Anyway, he was on just before us.  The MC, who was a standup comic, and a not-very-good one but thankfully kept his between-group bits short, came up and started doing this “thanks for coming out to the show” bit.  We, as a group, began to get a bit worried because he was kind of signalling to the crowd that the show was over, and I was afraid that they’d start getting their coats on, etc.  Fortunately, he stopped that before it became trouble and introduced us.
My character in our first sketch was the first one on stage, and I noticed that the previous group had left their chairs and stool on the already-small stage.  Since our sketches didn’t require them, but required the real estate, I kind of paused the beginning of the first sketch to remove these items from the stage.  I did it in kind of a comical way, pretending to be upset at the housecleaning I had to do.  It was getting a few audience chuckles and a few more as I continued.  Then, after I cleared the stage, I did an over-the-top “blackout”, just to spite Doogie Howser.  It got a few laughs.
Anyway, we did our set, and from my perspective, it went over like gangbusters.  Huge laughs and great appreciation from the audience.  If felt fantastic.
While I personally try to maintain a critical perspective on the things I do, and we in the group try to temper our self-aggrandizing as much as we can, it was really hard not to feel like the guys who saved the day.   I felt like we were on another plain compared to the other groups.  I really think we rocked the house.
The reactions from the other groups, the members of the audience with whom I spoke, and from the event organizer all seemed to indicate that we nailed it.
The CBC producer remained pretty tight-lipped about the whole evening.

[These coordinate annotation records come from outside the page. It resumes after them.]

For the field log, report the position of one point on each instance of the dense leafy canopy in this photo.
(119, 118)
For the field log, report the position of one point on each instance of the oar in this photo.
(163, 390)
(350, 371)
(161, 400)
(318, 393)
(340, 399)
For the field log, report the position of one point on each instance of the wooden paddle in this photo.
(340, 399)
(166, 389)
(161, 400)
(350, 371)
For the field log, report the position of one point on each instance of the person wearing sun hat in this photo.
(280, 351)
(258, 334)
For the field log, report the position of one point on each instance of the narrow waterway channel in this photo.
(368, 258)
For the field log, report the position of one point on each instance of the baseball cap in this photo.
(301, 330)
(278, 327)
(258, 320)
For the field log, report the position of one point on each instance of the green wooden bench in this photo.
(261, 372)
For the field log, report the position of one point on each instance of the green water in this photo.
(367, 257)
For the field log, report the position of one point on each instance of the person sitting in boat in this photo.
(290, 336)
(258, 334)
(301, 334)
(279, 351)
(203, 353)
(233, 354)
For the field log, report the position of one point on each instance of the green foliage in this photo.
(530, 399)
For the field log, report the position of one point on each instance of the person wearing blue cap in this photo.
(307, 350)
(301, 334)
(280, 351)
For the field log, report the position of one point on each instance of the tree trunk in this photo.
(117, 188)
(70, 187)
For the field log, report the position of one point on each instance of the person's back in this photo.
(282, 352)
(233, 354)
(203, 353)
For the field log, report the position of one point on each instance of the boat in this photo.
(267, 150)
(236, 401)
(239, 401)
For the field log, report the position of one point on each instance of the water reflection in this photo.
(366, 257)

Whether or not we get to be part of this CBC show or not, it was really rewarding to see how we compare with other groups and people from around the region.  Interesting, too, that the two best groups of the night didn’t come from Halifax.

1 Comment

  1. Les says:

    Wow Rob, sounds like you guys had a great time and a super experience…congrats and I hope that CBC comes back with an invite to tape for the show!!